さて日米の大きな違いといいますと、CABGが挙げられると思います。日本は”Off-pump, Skeletonization, 両側内胸動脈”が三点セットといっても過言ではありません。欧米ではOn-pump, Pedicle ITA, SIMAが基本です。吻合の糸ですが、私が働いたことがある日本の施設は基本的に8-0 proleneだったのですが、こちらでは7-0が多いように思います。「うちの日本のボスは8-0を全ての末梢側に使っている」と術中にDirectorに言ったら「全部8-0だなんて何てpainfulなんだ!」と言われました。ITAが細いまたは薄い時や、nativeが薄っぺらい時は8-0を使いますが、基本は7-0です。また7-0結節でITAを縫っているsurgeonもいるようです。ITAのセットアップですが、今の施設は端側で基本的にITAの角は落とさずにそのまま縫っています。ちなみに私の日本のボスである夜久均先生は側々吻合で、先端はクリップでした。側々ではGraftのToeを回るのが少し難しいですが、長さ決めは容易で個人的には8-0側々吻合は7-0端側に比して追加針が少ない印象です。あとこちらのSurgeonはもっとザクザク縫うのかなと勝手に思っていたのですが、結構細かい(いわゆるピッチが細かい)です。あとで止めるのが難しいからだと思いますが、懸念があれば迷わず追加針を入れています。7-0で糸を締めると巾着効果が出やすく、よりdog earとかdimpleが出来やすかったり、on-offの違いもあるのかもしれません。ただ基本的に遮断解除後に追加針を要することはありません。こちらではCABGが基本的な手術という位置づけかと思いますが、先日も超ハイリスクCABG(70代、TVD+LMT、Porcelain aorta, 左鎖骨下動脈狭窄+、術前にcrushして挿管、ESRFで挿管後に増悪して透析まで!!)という難症例があり、日本だったら確実にOPCABもしくは無理くりPCIだろうなというcaseでした。こういった症例に対応する際にOff-pump, Aorta-no-touch, Skeletonizaton, Compositeを用いたmultiple arterialといったテクニックはsubspecialtyとしてのcoronary surgeryとして重要であろうと実感しました。またHybrid時代ではRobotまたはMICSによる確実なLITA-LADというリクエストもあるものと思われます。

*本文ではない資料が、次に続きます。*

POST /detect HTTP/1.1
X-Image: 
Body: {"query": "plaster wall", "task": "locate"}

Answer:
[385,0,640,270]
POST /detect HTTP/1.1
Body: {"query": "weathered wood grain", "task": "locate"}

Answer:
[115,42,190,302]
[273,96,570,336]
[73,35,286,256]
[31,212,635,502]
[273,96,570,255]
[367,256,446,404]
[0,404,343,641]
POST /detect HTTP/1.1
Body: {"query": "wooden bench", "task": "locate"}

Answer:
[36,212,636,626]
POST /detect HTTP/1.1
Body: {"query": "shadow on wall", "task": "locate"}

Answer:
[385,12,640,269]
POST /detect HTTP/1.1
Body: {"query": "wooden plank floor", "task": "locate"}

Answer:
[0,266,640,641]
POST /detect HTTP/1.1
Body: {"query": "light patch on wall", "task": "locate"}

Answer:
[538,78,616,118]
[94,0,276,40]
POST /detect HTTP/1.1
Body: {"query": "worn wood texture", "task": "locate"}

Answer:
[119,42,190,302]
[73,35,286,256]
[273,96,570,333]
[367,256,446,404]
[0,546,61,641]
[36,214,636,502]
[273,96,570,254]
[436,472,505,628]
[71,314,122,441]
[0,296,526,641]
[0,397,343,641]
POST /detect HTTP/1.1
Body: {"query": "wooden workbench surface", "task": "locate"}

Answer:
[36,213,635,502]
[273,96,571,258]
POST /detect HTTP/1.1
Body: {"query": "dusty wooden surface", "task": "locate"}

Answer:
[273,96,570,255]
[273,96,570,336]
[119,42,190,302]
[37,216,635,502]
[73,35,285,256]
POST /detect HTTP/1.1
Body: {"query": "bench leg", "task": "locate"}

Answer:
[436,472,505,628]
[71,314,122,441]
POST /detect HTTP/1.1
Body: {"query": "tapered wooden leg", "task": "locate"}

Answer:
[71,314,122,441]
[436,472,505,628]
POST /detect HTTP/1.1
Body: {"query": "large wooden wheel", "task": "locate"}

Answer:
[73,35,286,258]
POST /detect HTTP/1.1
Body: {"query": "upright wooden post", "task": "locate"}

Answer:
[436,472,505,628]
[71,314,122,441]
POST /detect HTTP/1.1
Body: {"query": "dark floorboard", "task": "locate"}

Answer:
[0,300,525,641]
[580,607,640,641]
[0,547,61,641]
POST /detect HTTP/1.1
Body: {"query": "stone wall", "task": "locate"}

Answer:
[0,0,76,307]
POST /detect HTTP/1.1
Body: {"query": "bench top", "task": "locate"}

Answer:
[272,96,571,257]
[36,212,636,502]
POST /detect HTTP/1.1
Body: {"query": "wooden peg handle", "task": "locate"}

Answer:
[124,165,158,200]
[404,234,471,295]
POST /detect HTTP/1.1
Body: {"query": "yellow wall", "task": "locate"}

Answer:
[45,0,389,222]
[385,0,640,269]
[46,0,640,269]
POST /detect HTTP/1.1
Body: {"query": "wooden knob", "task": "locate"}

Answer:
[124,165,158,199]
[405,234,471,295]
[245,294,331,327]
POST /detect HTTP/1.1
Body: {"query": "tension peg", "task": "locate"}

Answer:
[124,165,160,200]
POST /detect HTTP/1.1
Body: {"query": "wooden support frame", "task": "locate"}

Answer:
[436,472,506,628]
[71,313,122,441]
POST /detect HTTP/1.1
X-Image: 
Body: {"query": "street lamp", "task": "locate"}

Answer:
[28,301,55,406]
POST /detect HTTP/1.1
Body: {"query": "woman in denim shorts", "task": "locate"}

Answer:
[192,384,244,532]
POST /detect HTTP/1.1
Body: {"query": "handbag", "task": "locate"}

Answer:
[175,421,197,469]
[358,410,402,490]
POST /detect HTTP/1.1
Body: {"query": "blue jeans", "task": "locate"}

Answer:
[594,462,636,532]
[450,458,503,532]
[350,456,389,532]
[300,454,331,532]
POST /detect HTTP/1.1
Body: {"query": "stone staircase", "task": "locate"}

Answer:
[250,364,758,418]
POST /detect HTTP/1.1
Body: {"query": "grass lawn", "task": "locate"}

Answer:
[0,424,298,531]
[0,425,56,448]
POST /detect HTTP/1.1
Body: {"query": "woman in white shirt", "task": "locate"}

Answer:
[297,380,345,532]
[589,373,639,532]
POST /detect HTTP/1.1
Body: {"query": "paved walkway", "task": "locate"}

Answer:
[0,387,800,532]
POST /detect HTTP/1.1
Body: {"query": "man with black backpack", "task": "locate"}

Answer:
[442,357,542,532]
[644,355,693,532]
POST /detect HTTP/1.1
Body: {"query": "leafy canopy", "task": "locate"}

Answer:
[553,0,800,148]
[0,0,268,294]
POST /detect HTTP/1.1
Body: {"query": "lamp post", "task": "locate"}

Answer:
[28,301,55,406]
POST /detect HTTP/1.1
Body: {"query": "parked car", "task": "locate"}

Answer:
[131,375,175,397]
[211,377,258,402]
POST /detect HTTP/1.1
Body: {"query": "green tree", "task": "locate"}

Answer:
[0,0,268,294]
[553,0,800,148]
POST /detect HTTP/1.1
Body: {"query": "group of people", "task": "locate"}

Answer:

吻合法に関してはAttendingそれぞれです。Dry laboのキットは机上練習に優れ、針の角度、持ち替えの練習をしていればOnでもOffでも問題なく入れると思います。夜久先生には持針器で針を取りに行けと教わりましたが、これはOff pumpの要因も大きいように思います。攝子で取った方がArrestのときはワンテンポ速いかもしれませんが、一度攝子で取り損ねると結局遅くなります。あまり論じられることは少ないですが、個人的には中枢側、特に胸が深い体格の大きい人の場合などは運針の範囲が限られて難しく感じる角度があります。中枢は概してDistalより先にやらせてもらうので、これをスムーズにこなすことは重要でDistalの練習ばかりではなくProximalの練習も意外と大切かもしれません。Chiefには手の中でカストロを転がせ、と言われますがどうやってもOPCAB的な鎌持ちというかフックみたいな持ち方で押すような運針でないとAorta側の運針が難しい時もあります。Dry laboでは練習できないことにcoronaryの同定、剥離があります。これもSurgeonによって異なり、Arrest前にマーキングする人と止めてから同定する人がいます。特にCxの枝が複数本ある場合、埋没している症例、RCAの最終枝、対角枝が何本もある場合はCAGを実際の心臓に投影して把握する能力が必要です。CABGが得意なSurgeonはそうでない人に比べてこの同定、exposure, positioningが優れており、結果的に短い遮断時間となる印象です。もちろんOPCABだとcoronaryをど真ん中で切開する難易度は上がります。

太田先生、北原先生のシカゴほど日本からのアクセスは良くありませんが、Philadelphiaまでお越しいただければPhilly在住の他の施設の先生方ともども地ビールを用意してお待ちしております。